A pesar de tratarse de la segunda incursión de Tarantino en el western, estamos ante un film muy distinto de Django desencadenado. Lo penúltimo del cineasta era básicamente una película de acción, mientras que aquí nos encontramos ante un thriller psicológico mucho más centrado en los diálogos. Si añadimos el protagonismo de la ventisca, la presencia de Kurt Russell y la sospecha continua de que alguno de los personajes no es quien dice ser, Los odiosos ocho se revela como lo que realmente es: un magistral remake en clave western de La Cosa (The Thing, John Carpenter, 1982). Plano tras plano, diálogo tras diálogo, Tarantino exhibe un incuestionable dominio del suspense y consigue dejarnos pegados en la butaca, preguntándonos una y otra vez quien es el malo de la película, buscando matices en las miradas y en los gestos. Quizás ésta sea la razón por la que las revelaciones del último tramo del film saben a tan poco: la película va alimentando unas expectativas que terminan jugando en su contra, abriendo unas puertas que luego no sabe cerrar. También se produce en este tramo final un inexplicable y brusco descenso de la calidad fílmica, con extenuantes e interminables cámaras lentas propias del John Woo más desfasado, un uso sorprendentemente amateur del gore y unos diálogos que parecen escritos por el becario.

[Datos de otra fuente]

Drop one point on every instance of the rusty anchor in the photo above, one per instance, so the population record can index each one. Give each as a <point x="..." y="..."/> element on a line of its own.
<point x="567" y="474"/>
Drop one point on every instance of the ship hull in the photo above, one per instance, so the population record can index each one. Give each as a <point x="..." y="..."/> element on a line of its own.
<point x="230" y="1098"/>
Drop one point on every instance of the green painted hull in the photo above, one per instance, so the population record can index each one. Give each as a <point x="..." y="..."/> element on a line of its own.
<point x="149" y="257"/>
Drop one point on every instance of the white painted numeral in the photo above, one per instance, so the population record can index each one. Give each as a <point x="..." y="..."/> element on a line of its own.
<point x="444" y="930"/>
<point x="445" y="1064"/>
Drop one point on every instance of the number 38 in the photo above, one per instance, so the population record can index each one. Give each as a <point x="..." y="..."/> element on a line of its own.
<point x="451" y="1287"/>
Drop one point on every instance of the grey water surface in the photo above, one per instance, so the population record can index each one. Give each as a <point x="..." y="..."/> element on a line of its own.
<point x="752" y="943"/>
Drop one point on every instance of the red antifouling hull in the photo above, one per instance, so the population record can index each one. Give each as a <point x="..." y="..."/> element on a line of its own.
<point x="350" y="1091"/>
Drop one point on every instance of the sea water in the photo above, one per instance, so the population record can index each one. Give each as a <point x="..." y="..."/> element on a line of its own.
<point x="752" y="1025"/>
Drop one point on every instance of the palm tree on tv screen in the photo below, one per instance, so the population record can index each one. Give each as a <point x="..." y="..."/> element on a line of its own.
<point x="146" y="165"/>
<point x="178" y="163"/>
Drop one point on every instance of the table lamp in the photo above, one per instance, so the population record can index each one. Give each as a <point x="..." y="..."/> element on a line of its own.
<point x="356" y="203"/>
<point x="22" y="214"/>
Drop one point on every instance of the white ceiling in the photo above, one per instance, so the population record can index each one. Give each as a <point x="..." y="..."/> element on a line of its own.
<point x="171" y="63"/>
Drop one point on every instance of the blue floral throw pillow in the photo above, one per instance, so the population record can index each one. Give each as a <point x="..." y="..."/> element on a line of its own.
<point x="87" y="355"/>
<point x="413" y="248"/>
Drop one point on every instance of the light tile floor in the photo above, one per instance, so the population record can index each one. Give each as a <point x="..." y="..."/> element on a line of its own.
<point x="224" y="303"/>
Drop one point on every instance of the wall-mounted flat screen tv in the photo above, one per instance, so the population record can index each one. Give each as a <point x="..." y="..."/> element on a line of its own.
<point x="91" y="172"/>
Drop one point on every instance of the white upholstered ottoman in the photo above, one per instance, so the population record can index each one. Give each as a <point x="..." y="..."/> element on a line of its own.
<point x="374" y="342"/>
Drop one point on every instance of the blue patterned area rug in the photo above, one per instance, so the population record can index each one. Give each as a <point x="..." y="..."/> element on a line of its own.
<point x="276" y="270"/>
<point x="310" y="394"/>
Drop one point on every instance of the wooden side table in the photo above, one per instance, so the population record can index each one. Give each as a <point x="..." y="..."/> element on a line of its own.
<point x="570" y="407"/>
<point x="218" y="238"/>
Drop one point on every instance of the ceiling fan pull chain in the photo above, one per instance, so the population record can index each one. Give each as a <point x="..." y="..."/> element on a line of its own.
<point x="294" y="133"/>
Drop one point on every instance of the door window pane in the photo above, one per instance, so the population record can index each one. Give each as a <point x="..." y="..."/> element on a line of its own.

El bajón cualitativo a nivel técnico tiene difícil explicación, pero habrá quien achaque los problemas con el desenlace de la trama a las reescrituras que llevó a cabo un muy enojado Tarantino después de que se filtrara el primer borrador de su guion. En mi opinión, el principal sospechoso de este desastre es el método de escritura que sigue el cineasta americano. En una entrevista reciente para el podcast de The Nerdist, Tarantino revelaba que nunca tiene una estructura en mente antes de empezar a escribir y que confía en su destreza para llevar la trama por buen camino. Este método no está exento de riesgos (como bien recordarán los fans de Perdidos) y es una lástima que en esta ocasión el cineasta haya perdido el rumbo en el último tramo. Dicho en pocas palabras, Los odiosos ocho es una película muy buena con un final muy malo. Si esto es una contradicción o no, es algo que deberá decidir el espectador.